2. Weiler zei eerder dit seizoen dat hij niet over het spelersmateriaal beschikt om dominant voetbal te brengen.

(lacht) ‘Dat vind ik niet, hoor. Anderlecht heeft best goeie voetballers, al zijn er daar nu een paar van in mindere vorm, zoals Hanni en Stanciu. Maar als je ze één voor één inschat, maakt dat toch een sterk team. Ze komen niet meteen op het plein om druk te zetten, het is eerder een beetje afwachtend en daarna pas voluit spelend. Dat heeft niets te maken met de kwaliteit, wel met de keuze die een trainer maakt.’

‘Toen hij klein was, zag ik in Leander Dendoncker al een nieuwe Ludo Coeck.’

3. Is Weiler qua omgang met zijn spelers en in zijn relatie met de buitenwereld iemand die te vergelijken is met Pierre Sinibaldi, die u in de jaren zestig meemaakte en met wie Anderlecht tal van titels won?

‘Dat is zo. Ook Weiler presenteert zich goed, oogt als een gentleman en houdt zich aan zijn principes. Net als Sinibaldi destijds krijgt hij veel kritiek maar houdt hij zich toch aan zijn principes. Dat is belangrijk voor een trainer. Sinibaldi introduceerde bij ons de buitenspelval en de 4-2-4 waarmee Brazilië op het WK ’58 indruk had gemaakt. Hij wilde dat we, eenmaal in balbezit, combinatievoetbal brachten, zoals Stade Reims dat toen in Europa deed. Hij veranderde niet elke week van tactiek of van ploeg en trok zich niets van de kritiek aan. Alleen was het voetbal dat hij bracht anders. Wij voetbalden toen meer zoals het Barcelona van nu.’
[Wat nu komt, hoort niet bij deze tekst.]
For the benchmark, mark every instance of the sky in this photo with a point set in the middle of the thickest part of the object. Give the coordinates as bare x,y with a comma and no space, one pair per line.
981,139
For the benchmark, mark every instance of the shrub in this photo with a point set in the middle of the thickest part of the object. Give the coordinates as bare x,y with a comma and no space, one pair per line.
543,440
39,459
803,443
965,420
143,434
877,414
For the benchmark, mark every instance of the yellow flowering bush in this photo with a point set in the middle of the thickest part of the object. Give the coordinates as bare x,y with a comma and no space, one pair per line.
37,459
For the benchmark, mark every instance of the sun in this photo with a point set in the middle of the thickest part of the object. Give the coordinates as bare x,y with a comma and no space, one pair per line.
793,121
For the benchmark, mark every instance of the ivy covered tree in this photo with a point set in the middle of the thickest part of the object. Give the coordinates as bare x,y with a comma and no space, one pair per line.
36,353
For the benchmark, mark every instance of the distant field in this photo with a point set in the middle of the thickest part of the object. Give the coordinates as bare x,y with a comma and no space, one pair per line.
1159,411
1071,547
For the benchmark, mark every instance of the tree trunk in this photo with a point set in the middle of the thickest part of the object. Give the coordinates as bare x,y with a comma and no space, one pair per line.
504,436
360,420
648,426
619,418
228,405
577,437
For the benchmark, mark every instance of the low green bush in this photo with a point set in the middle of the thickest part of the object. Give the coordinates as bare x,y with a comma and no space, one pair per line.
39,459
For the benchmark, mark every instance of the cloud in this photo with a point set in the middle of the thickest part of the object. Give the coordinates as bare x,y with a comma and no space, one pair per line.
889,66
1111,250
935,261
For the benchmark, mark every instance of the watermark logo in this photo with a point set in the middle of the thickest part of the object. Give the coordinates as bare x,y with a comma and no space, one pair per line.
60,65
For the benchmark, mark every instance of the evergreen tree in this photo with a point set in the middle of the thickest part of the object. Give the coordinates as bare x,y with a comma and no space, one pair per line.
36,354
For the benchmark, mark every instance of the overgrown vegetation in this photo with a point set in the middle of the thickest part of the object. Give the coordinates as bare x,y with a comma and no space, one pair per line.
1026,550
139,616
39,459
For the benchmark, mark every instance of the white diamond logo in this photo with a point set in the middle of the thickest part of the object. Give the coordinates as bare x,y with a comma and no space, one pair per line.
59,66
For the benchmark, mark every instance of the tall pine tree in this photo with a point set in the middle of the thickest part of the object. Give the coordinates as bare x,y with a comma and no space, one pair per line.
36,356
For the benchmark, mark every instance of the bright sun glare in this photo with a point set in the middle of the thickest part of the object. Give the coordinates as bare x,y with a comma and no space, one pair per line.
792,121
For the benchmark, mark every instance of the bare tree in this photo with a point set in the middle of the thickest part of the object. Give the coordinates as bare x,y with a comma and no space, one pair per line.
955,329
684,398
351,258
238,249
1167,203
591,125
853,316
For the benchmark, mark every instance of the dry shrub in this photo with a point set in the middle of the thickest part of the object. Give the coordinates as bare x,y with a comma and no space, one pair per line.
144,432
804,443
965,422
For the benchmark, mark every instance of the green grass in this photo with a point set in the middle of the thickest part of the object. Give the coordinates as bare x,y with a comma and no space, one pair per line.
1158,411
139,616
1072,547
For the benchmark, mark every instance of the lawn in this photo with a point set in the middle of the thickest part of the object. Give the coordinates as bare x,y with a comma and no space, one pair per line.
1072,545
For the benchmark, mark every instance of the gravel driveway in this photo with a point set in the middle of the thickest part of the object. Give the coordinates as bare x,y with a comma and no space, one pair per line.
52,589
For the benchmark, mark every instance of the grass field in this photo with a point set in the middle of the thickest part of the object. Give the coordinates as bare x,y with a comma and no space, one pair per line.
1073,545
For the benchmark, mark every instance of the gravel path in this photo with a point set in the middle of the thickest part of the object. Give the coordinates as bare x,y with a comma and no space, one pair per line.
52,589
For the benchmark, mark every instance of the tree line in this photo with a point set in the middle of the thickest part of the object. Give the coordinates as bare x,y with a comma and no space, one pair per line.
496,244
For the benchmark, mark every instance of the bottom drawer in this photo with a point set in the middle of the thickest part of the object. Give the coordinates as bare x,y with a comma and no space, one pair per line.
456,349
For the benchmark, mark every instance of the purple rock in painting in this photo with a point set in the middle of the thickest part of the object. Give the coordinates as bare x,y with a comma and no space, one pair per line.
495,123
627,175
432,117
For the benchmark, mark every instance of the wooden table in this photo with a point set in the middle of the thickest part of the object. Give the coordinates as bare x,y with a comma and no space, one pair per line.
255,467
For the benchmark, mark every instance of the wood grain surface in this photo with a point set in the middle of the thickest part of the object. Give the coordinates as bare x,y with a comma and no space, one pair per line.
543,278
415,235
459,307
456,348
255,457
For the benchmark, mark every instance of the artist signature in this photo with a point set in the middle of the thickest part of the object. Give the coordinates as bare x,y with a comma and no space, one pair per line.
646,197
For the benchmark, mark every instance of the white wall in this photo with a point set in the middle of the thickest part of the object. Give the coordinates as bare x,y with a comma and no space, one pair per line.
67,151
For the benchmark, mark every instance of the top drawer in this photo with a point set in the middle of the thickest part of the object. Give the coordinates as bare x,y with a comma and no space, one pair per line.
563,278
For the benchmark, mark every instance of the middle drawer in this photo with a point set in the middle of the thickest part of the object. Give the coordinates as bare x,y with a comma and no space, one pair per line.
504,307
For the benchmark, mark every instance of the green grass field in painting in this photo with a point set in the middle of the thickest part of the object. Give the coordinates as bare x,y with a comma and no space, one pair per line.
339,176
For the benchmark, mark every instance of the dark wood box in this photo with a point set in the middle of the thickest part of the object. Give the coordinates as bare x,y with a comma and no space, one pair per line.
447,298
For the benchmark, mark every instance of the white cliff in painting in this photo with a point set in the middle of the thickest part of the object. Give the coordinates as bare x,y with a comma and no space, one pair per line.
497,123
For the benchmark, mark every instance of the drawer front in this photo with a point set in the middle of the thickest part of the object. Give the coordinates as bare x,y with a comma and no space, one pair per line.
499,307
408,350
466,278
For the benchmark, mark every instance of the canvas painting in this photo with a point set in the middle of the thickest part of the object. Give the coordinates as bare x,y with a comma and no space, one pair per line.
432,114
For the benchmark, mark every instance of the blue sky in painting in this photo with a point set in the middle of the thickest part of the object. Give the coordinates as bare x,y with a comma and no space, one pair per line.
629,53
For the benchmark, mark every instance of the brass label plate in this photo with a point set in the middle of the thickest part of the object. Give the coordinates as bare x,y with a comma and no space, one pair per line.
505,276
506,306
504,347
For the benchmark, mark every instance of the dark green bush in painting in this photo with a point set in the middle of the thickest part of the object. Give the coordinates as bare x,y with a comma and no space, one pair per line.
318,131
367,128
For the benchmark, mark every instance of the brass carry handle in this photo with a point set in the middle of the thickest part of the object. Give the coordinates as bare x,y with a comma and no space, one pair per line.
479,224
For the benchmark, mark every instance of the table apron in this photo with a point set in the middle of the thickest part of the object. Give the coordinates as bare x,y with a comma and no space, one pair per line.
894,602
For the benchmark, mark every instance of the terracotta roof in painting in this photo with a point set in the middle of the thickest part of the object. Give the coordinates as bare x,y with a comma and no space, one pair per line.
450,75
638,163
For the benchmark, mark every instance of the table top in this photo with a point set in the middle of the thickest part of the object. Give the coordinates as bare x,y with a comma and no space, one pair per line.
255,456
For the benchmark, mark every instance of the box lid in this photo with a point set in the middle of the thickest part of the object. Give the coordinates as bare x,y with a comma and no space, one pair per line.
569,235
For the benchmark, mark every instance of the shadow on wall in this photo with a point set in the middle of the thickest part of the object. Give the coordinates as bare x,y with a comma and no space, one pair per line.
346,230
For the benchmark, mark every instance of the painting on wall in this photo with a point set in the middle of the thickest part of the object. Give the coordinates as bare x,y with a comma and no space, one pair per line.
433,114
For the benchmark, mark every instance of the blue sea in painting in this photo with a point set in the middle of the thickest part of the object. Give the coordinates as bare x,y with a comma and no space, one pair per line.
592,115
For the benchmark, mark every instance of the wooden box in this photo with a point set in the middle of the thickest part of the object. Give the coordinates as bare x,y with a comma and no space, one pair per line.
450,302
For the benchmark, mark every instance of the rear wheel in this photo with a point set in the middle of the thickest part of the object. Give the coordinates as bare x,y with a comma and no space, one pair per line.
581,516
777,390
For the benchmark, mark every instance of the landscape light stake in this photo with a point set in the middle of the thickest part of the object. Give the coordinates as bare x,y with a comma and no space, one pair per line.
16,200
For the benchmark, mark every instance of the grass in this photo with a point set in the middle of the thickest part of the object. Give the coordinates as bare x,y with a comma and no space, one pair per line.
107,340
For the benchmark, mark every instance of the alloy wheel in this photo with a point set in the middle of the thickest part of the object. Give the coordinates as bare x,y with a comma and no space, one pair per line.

4. Elke speler droomt van de CL en van een transfer naar een grote competitie. Moet Youri Tielemans straks nog een jaar bij Anderlecht blijven om de CL te spelen als paars-wit kampioen wordt, of is het tijd om naar een buitenlandse topcompetitie te gaan?

‘Ze gaan met zulke enorme bedragen afkomen dat men geen neen zal kunnen zeggen. Anderlecht niet en Youri evenmin. Los van het geld zou mijn raad op puur sportief vlak zijn: blijf nog een jaar. Maar dat wordt moeilijk, hoor. Youri heeft alles om mee te draaien in een grote buitenlandse ploeg. Het moeilijke voor zo’n jongen bij een overgang naar een grote club in het buitenland is altijd: kan hij zich integreren in die andere ploeg, gaan ze hem daar aanvaarden, met hem willen spelen? Puur kwalitatief kan hij dat aan, net als Leander Dendoncker.’

5. Je kleinzoon Youri Lapage voetbalde nog met Leander Dendoncker samen, waardoor u die al lang volgt. Heeft hij u verrast?

‘Leander is nog altijd een goeie vriend van mijn kleinzoon. De Dendonckers zijn toffe mensen die weten waar ze mee bezig zijn. Toen hij klein was, zag ik in Leander al een nieuwe Ludo Coeck. Leander is, net als Ludo, een speler die voor één positie gemaakt is: die van verdedigende middenvelder. Alleen wil hij soms alles tegelijk doen, links en rechts lopen, terwijl je op die positie een beetje discipline moet hebben. Het enige wat er nog niet helemaal uitgekomen is, is het oprukken en scoren vanuit de tweede lijn. Tielemans is toch een ander type, die oogt ook wat eleganter. Maar allebei gaan ze hun weg maken in het buitenland. Niet bij een bescheiden middenmoter in een van de topcompetities. Ze mogen hoger mikken met hun kwaliteiten.’